Book Reviews Archive: 1994 to May 2000

Paul McCarthy


by Ralph Rugoff, Kristine Stiles, Giacinto Di Pietrantoni.
Phaidon Press Limited, London, 1997
160 pp., illust. ISBN 0-7148-3552-8

Reviewed by Sonya Rapoport


The book Paul McCarthy beautifully designed, generous color illustrations, and large format presentation, is a scholarly documenation of an enigmatic artist who employs plastic prosthetics, processed foods as body fluids and overt sexual behavior in his own creative process.

McCarthy's extensive output of performance, video and sculptural works are described in intelligently parceled chapters: INTERVIEW, SURVEY, FOCUS, ARTIST'S WRITINGS, CHRONOLOGY and ARTIST'S CHOICE. The latter section is McCarthy's own rendition of Jean-Paul Sartre's NAUSEA from which McCarthy spliced fragments from the original text.

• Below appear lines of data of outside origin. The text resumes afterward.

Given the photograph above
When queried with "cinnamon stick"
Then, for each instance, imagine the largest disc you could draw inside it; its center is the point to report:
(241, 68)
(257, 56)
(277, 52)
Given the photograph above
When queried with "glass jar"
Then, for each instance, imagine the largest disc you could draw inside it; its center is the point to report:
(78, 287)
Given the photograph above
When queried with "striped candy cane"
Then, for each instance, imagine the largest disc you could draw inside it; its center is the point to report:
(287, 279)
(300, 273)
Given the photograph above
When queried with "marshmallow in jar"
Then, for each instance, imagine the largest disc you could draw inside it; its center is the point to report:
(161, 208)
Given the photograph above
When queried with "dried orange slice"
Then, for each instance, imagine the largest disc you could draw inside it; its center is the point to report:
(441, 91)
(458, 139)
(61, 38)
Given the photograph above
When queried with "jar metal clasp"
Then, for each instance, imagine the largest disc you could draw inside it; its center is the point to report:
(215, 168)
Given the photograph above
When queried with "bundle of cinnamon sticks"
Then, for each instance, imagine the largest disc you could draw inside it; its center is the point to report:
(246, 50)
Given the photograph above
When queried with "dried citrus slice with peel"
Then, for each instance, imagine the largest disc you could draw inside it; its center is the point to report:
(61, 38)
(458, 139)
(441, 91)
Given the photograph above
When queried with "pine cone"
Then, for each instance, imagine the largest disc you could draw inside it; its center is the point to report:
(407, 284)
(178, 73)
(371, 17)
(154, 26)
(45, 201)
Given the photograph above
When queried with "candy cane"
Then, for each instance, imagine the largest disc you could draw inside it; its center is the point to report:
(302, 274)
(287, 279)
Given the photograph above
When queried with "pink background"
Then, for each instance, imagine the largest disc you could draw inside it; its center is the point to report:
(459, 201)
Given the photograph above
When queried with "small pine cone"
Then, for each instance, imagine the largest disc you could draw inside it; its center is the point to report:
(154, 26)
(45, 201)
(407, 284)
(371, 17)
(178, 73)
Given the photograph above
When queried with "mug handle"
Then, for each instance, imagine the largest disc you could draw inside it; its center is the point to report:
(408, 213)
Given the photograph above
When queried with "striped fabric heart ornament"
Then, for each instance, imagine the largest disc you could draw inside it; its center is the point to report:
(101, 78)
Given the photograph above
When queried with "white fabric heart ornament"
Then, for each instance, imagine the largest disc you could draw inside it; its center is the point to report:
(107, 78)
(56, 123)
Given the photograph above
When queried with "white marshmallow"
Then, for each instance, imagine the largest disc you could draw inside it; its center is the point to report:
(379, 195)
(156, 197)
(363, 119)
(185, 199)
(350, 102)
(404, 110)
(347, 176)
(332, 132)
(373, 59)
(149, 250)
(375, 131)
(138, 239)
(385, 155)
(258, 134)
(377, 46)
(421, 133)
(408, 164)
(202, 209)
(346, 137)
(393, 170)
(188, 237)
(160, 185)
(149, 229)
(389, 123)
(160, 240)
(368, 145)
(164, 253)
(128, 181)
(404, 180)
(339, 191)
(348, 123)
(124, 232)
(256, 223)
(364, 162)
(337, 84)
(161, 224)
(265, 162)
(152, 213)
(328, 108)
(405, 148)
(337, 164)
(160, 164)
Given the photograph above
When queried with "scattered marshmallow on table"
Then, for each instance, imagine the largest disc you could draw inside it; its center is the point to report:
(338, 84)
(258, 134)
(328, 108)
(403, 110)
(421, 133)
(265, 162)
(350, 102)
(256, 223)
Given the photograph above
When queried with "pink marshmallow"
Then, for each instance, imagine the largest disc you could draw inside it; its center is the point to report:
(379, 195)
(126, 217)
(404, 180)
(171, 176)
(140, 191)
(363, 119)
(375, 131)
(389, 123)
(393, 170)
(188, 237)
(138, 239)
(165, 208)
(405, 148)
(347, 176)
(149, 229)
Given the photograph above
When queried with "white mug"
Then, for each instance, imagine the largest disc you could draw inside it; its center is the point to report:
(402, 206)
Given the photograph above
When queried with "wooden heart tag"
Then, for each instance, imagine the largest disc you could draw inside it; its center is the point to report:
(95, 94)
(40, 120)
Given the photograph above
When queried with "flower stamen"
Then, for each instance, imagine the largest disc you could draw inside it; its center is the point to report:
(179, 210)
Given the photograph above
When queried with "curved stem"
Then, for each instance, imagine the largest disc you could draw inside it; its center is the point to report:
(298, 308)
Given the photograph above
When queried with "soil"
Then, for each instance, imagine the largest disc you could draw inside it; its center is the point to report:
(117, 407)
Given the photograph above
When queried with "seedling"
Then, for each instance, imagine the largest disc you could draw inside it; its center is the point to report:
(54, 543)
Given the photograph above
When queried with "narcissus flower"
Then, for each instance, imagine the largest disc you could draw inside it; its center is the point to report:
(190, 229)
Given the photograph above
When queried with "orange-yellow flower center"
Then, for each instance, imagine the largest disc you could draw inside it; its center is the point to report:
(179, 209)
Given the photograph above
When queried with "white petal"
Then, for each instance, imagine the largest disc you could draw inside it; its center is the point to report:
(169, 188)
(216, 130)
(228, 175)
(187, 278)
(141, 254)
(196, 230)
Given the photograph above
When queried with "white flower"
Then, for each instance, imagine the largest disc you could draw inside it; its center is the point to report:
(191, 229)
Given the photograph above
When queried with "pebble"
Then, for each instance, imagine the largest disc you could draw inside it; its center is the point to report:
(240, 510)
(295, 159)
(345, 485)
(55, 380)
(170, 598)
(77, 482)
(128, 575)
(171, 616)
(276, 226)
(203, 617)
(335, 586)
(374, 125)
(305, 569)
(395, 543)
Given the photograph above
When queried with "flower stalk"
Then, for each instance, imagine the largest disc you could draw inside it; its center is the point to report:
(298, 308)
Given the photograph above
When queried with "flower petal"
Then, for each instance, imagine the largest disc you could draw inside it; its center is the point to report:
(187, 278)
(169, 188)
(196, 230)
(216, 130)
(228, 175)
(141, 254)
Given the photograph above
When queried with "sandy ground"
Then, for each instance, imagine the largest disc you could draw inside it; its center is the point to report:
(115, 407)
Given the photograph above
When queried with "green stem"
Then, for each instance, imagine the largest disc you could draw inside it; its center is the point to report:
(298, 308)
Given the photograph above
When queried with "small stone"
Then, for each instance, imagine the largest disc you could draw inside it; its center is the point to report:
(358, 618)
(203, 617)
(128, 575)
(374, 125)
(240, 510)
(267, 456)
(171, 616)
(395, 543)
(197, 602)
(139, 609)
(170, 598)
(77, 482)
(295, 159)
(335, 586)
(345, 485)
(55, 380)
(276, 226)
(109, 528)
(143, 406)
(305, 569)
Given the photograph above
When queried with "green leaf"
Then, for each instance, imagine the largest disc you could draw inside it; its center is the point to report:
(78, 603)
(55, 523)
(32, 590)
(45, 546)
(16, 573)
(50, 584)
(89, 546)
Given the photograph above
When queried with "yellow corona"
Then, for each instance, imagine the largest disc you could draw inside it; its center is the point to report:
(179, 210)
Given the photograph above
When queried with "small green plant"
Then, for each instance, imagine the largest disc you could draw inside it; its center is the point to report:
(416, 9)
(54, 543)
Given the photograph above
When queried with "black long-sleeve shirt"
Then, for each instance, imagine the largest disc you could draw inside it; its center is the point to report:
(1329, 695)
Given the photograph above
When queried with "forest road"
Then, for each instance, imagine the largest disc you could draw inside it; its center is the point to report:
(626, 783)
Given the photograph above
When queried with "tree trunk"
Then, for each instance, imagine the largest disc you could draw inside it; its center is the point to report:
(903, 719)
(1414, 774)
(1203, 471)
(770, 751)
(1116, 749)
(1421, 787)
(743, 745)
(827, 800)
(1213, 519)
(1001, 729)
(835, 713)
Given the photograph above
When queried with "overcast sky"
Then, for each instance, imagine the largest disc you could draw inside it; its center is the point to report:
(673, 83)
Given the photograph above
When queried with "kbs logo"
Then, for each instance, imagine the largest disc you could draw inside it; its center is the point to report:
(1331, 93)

These selections, perhaps unwitting, reveal McCarthy's visceral core.

Kristine Stiles, in her INTERVIEW with McCarthy, attempts to probe beyond the props into his mysterious center by focusing on questions of latent violence and beauty. This exchange between interviewer and interviewee, in which the roles occasionally interchange, creates a tension of hide and seek, resolve and dissolve. He wants to control what his audience sees a la Du Champ's ETANTS DONNE. She wants to go beyond. She is not diverted by his use of metonymical devices. Ketchup for blood appears to be a constant.

I suggest they both look at his selected excerpts from Jean-Paul Sartre's Nausea.

Ralph Rugoff in this excellent SURVEY of incestuous and absurd couplings places the theme of violence within the context of social conditioning by family and media. His skillful descriptions of the complex work gracefully weave in and out of fine art references that clarify the illustrations. Rugoff sees Paul McCarthy as "master of the taboo-smash".

I see the work distinctly related to tribal rituals that induce vomiting, nose-penile association, skin stretching, tree-mating and the pig man.

The book, Paul McCarthy is a tour de force about a controversial yet important artist of Beuysian tradition.